Visitors to “Alive Is a Matter of Opinion: Photography by Christian Gallo” are greeted by a heap of trash. A car tire, overflowing with scores of empty spray paint canisters, squats in the front window at SMUSH (340 Summit Ave.) It’s a Jersey street pyramid, a commemoration of guerrilla action, a node of communication with the strange gods governing the city at night, a wastrel’s midden, a hunk of junk.
It’s also a crafty bit of misdirection from an artist with more than a few tricks up his sleeve. “Alive Is a Matter of Opinion,” which will be up at SMUSH until Jan. 8, isn’t a sculpture exhibition, and there aren’t any spray-painted canvases in it, either. Unlike street artists and aerosol wizards, who often use giant scale and bright color to impress themselves on the minds of passersby, Gallo works small. Many of his most striking images are best apprehended with your nose mere inches from the photo paper (don’t touch). The sculpture in the window is there to align Christian Gallo with a certain recalcitrant attitude, and to make it clear what kind of artist he is — he’s a keeper of secrets, and an unrepentant trespasser on shifting urban terrain. Engagement with his photographs is like a joyride around the spooky periphery of a North American city, hitting potholes, going a little too fast, marveling at strange things in the undergrowth, and venturing into places where the streetlights have burned out.
It also means riding with friends. Unlike much urban exploration photography, “Alive Is a Matter of Opinion” is busy with evidence of recent human activity. Sometimes there are actual humans. It can be tough to tell what Gallo’s subjects are up to, because they rarely approach the camera directly. A few of these characters appear to be skulking away from the frame and into thick shadows.
The marks they leave on the places they’ve been are more evident: the squiggle of graffiti, the urban detritus of strewn bottles and crushed cans, the blur of vehicles in motion. Other pictures capture long-lost objects that have tumbled into the cracks of the city and lodged there, like a rusted chassis of a car nearly reclaimed by weeds, or a spinet that has done a faceplant in the mud. He’s drawn to objects that once suggested velocity and power, but are now depleted, and have come to rest on the dirt and concrete. The photographer seems to see the city as a great weir, trapping empties of all kinds in its gills, and open to investigation by the curious and non-squeamish.

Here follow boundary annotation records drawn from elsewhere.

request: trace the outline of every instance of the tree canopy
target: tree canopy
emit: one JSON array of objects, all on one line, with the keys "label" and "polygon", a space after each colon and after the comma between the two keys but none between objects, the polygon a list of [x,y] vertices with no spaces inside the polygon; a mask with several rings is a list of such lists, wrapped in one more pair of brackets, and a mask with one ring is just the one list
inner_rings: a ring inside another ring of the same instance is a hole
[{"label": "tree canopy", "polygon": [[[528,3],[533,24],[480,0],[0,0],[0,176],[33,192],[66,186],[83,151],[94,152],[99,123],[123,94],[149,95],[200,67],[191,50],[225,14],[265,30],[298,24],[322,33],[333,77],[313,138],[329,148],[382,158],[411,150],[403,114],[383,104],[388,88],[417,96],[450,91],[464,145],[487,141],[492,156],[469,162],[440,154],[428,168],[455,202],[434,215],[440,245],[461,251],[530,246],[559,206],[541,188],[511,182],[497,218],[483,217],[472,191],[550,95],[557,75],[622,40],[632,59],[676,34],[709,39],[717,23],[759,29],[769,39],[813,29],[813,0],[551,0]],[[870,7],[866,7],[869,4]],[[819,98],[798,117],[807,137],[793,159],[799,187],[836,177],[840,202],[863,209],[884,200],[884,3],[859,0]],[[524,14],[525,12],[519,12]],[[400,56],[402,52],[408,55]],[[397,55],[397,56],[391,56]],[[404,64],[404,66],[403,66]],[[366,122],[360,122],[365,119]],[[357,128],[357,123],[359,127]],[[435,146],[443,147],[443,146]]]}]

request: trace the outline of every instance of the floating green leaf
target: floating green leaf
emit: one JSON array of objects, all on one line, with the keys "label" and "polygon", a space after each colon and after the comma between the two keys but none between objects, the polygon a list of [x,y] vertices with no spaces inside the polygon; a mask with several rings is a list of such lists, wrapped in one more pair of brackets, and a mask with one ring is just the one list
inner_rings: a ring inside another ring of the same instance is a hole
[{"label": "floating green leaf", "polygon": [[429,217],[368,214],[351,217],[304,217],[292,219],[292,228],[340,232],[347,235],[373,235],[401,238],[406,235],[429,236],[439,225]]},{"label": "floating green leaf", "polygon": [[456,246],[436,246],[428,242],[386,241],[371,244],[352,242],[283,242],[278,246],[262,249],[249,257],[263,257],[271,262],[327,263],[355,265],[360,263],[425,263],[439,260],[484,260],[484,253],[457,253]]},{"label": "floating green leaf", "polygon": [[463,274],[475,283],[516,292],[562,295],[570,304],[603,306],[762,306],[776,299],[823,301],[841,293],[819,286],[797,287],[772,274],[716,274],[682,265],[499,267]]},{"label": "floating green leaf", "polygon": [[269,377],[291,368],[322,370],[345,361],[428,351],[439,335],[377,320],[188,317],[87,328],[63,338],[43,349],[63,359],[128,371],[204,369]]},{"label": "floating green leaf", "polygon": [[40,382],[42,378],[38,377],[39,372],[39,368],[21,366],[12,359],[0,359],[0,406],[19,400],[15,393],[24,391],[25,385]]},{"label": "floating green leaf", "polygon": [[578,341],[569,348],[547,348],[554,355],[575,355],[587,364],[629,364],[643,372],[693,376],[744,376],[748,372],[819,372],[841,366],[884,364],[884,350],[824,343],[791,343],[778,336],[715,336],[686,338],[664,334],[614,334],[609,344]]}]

Like many urban explorers, Gallo is drawn to signs, scrawled figures, letters, and the hieroglyphics of crossroads and underpasses. He likes words on walls; if they’re cryptic, or even indecipherable, all the better to conjure the feeling of destabilization he’s after. Some of the larger images in “Alive Is a Matter of Opinion” (which still aren’t too big) are of retail storefronts, including a bodega with its corrugated gate pulled down and half of its sign missing, and a black-and-bone-white image of a squat, windowless church resale house that stretches out, territorially, on an unloved Detroit intersection. A shot of the club-like PATH Plaza building in Journal Square is taken from a disused parking lot. The cracked macadam is home to an abandoned ticket-taking station and unruly invasive vegetation. These places aren’t destinations, or civic cornerstones, or even places of intrinsic interest. They’re just spots an urban traveler might pass every day — ones that, because of their accidental oddness and their rough asymmetry, stick in your memory and whisper directly to your unconscious. Every commute, every urban amble, is a sort of sleepwalk: a journey in a half-state, full of symbols and evocative scribbles, and punctuated on both ends by too-bright light and too much fixed meaning.

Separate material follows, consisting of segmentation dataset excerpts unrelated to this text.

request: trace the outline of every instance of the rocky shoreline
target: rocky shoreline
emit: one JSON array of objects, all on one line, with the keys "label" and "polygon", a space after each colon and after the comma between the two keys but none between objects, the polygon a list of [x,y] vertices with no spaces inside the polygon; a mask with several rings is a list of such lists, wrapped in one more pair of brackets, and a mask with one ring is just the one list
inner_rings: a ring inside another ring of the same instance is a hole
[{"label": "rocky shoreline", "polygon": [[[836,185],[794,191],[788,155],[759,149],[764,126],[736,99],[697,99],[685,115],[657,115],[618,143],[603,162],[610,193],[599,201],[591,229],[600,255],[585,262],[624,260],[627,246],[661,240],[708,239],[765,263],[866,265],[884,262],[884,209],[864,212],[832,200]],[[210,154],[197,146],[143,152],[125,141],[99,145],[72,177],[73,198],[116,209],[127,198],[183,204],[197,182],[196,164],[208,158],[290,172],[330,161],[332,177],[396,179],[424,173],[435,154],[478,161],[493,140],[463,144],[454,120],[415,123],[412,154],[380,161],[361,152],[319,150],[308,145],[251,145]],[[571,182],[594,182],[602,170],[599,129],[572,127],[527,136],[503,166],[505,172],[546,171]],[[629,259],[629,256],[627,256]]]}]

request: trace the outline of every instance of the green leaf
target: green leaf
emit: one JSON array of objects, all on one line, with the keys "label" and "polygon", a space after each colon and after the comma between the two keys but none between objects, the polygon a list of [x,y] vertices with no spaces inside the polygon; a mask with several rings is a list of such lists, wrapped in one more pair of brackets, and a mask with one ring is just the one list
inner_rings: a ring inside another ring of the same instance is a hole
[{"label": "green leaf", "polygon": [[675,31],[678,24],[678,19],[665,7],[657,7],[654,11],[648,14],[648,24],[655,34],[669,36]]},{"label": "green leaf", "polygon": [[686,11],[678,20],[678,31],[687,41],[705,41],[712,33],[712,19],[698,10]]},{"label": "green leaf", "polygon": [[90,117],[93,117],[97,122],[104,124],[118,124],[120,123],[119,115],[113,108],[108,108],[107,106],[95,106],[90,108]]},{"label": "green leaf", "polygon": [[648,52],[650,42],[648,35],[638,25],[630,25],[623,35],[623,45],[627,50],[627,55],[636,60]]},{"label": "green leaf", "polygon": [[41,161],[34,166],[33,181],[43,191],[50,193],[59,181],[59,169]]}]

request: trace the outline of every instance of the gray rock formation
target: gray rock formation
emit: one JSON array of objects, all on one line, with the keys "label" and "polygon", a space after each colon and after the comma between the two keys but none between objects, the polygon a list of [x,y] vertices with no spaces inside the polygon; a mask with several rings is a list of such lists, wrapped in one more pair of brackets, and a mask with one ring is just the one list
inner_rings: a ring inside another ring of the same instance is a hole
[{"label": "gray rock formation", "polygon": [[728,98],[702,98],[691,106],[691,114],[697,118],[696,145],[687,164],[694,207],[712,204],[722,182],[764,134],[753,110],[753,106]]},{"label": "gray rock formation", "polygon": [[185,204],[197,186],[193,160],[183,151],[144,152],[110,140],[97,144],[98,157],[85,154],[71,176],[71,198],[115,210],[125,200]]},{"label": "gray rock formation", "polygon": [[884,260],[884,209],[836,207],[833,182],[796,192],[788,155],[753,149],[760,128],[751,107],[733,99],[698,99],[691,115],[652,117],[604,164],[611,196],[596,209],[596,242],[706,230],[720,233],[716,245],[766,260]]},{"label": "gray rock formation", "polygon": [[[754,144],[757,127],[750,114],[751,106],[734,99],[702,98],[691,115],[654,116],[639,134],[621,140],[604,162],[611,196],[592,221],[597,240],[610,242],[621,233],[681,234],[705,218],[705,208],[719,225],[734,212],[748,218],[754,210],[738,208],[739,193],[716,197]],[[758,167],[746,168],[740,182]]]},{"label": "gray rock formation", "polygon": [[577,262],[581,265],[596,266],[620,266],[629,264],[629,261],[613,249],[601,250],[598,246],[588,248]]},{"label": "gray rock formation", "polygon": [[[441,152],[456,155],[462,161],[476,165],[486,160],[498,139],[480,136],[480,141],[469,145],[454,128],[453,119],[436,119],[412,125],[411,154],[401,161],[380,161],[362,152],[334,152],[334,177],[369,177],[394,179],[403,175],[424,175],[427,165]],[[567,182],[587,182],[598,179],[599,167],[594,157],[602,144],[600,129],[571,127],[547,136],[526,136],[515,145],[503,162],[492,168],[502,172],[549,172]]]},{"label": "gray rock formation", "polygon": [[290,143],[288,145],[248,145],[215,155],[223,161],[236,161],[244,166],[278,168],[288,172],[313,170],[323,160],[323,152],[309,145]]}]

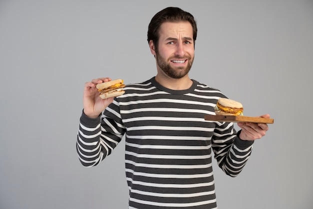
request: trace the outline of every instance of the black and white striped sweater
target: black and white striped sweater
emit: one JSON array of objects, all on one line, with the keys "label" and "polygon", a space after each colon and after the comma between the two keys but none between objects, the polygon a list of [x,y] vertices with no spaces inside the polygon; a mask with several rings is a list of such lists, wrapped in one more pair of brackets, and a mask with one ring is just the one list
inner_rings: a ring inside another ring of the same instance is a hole
[{"label": "black and white striped sweater", "polygon": [[204,120],[225,96],[195,80],[188,90],[169,90],[154,78],[124,89],[101,116],[82,114],[77,140],[82,165],[98,164],[125,134],[130,208],[216,208],[212,150],[235,176],[253,143],[239,139],[232,123]]}]

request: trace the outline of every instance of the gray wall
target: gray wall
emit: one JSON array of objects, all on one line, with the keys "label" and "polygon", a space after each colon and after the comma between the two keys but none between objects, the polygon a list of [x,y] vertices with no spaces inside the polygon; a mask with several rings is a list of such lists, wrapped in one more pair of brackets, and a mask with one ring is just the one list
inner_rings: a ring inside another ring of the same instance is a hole
[{"label": "gray wall", "polygon": [[124,142],[96,167],[78,161],[84,85],[154,76],[148,25],[168,6],[198,20],[190,76],[275,120],[238,176],[214,162],[219,208],[312,208],[308,0],[0,0],[0,208],[126,208]]}]

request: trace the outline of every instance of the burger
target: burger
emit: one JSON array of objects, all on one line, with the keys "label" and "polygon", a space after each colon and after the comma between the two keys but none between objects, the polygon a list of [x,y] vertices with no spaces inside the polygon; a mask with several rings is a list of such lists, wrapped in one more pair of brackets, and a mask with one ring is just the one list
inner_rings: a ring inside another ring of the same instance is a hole
[{"label": "burger", "polygon": [[241,103],[226,98],[220,98],[214,108],[216,116],[243,116]]},{"label": "burger", "polygon": [[102,98],[118,96],[125,92],[123,88],[126,85],[123,84],[123,82],[124,80],[120,79],[110,80],[98,84],[96,88],[99,92],[99,96]]}]

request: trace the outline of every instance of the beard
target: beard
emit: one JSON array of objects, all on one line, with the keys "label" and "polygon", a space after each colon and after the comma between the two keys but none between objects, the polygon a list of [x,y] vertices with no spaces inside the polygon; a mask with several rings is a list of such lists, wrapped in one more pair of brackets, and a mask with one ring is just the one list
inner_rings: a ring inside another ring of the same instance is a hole
[{"label": "beard", "polygon": [[[156,50],[156,63],[162,70],[168,76],[172,78],[181,78],[186,76],[192,68],[194,58],[192,58],[190,55],[187,55],[184,57],[178,56],[170,58],[168,60],[163,58],[158,52]],[[184,59],[188,60],[188,65],[186,66],[172,68],[170,66],[170,60],[173,59]]]}]

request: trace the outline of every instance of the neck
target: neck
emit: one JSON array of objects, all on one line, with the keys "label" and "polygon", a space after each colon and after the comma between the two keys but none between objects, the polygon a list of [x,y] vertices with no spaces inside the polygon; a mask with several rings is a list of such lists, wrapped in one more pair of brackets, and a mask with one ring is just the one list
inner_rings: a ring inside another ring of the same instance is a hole
[{"label": "neck", "polygon": [[192,81],[188,74],[180,78],[172,78],[158,74],[156,76],[156,81],[164,87],[172,90],[185,90],[192,85]]}]

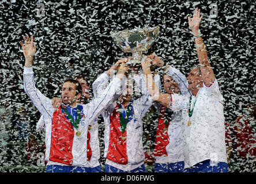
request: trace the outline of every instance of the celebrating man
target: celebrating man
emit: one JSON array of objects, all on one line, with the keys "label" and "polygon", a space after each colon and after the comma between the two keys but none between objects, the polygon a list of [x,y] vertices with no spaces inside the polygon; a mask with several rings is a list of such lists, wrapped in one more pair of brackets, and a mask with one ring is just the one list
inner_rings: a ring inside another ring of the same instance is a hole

A more professional storyteller, or just a ruder interloper, would emphasize telling detail and wry juxtaposition. But Gallo isn’t interested in cleverness, or in stepping outside and commenting on these cityscapes at an observer’s distance. Instead, his textures are soft and forgiving, even when the images are harsh. It’s not exactly right to call these shots dreamlike, even if everything is slightly spectral and denaturalized. My favorite photo in the show is an image of a factory window at night, a break in a blank, black wall, with green-grey panels clustered around a single square of white light. The white panel isn’t quite in the middle of the frame, but it serves to center the eye anyway. Activity is happening somewhere in the murk. It’s mysterious and unquantifiable, but strangely fascinating.

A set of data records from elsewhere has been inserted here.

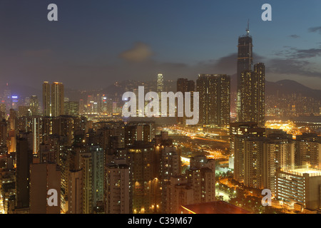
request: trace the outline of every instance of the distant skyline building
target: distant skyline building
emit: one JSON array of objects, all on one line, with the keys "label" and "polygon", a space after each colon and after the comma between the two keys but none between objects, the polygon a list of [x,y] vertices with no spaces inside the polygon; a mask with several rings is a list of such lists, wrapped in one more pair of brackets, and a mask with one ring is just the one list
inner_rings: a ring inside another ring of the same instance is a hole
[{"label": "distant skyline building", "polygon": [[[194,105],[193,103],[193,93],[195,92],[195,81],[193,80],[188,80],[187,78],[178,78],[177,80],[176,83],[176,90],[177,92],[182,92],[184,100],[185,100],[185,93],[189,92],[190,93],[190,108],[193,110]],[[180,124],[185,124],[186,123],[186,116],[184,114],[183,117],[178,117],[177,118],[178,123]]]},{"label": "distant skyline building", "polygon": [[160,98],[160,93],[164,92],[164,78],[162,73],[157,75],[157,85],[156,91],[158,96]]},{"label": "distant skyline building", "polygon": [[44,81],[42,84],[42,114],[44,116],[50,116],[50,84]]},{"label": "distant skyline building", "polygon": [[238,45],[236,110],[238,113],[238,122],[242,121],[239,118],[239,115],[240,115],[240,112],[241,110],[241,73],[244,71],[252,71],[252,65],[253,62],[253,44],[252,36],[250,36],[250,26],[249,24],[248,24],[246,35],[239,36]]},{"label": "distant skyline building", "polygon": [[50,86],[44,81],[42,86],[43,115],[45,116],[59,116],[64,115],[63,84],[54,82]]},{"label": "distant skyline building", "polygon": [[255,122],[265,125],[265,66],[259,63],[254,71],[243,71],[240,82],[240,122]]}]

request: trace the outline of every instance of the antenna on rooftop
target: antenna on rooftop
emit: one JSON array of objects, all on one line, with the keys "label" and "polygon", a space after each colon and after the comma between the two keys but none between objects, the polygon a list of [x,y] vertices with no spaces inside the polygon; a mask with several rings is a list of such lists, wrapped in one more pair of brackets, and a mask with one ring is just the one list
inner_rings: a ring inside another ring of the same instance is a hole
[{"label": "antenna on rooftop", "polygon": [[246,28],[246,36],[250,34],[250,19],[248,20],[248,28]]}]

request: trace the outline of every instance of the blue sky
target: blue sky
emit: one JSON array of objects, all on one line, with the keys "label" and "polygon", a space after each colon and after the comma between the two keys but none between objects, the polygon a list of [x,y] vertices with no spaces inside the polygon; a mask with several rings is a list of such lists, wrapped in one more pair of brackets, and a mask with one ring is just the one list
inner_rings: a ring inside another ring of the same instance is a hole
[{"label": "blue sky", "polygon": [[[47,20],[51,3],[58,21]],[[272,21],[261,19],[265,3]],[[94,88],[158,72],[165,79],[233,74],[238,37],[250,19],[254,61],[265,63],[266,79],[317,89],[320,10],[317,0],[2,0],[0,83]]]}]

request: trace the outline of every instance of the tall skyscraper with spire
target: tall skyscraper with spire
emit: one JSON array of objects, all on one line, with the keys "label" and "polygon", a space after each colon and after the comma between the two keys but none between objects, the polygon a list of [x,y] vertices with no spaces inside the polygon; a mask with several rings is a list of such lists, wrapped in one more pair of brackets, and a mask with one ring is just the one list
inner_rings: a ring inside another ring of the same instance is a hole
[{"label": "tall skyscraper with spire", "polygon": [[249,25],[247,34],[238,38],[237,112],[238,122],[255,122],[265,125],[265,66],[254,65],[252,37]]},{"label": "tall skyscraper with spire", "polygon": [[253,62],[253,40],[250,36],[250,21],[248,22],[248,28],[246,29],[246,35],[239,36],[238,38],[238,66],[237,66],[237,103],[236,110],[238,114],[238,120],[240,121],[240,85],[241,85],[241,73],[244,71],[252,71],[252,65]]},{"label": "tall skyscraper with spire", "polygon": [[50,84],[44,81],[42,84],[42,114],[50,116]]}]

SMUSH has amplified the immersive quality of the exhibition by hanging Gallo’s photographs in a continuous line. Each frame touches the next; each image leads your gaze directly to the next. The gallery has created an artificial horizon, a ride around a ring-road, and a conceptual lasso that virtually guarantees you’ll see the whole show. The curation underscores Gallo’s point, or one of them, anyway: to explore the city, you don’t have to break in anywhere. You’re already inside. Maybe you’re in deeper than you think.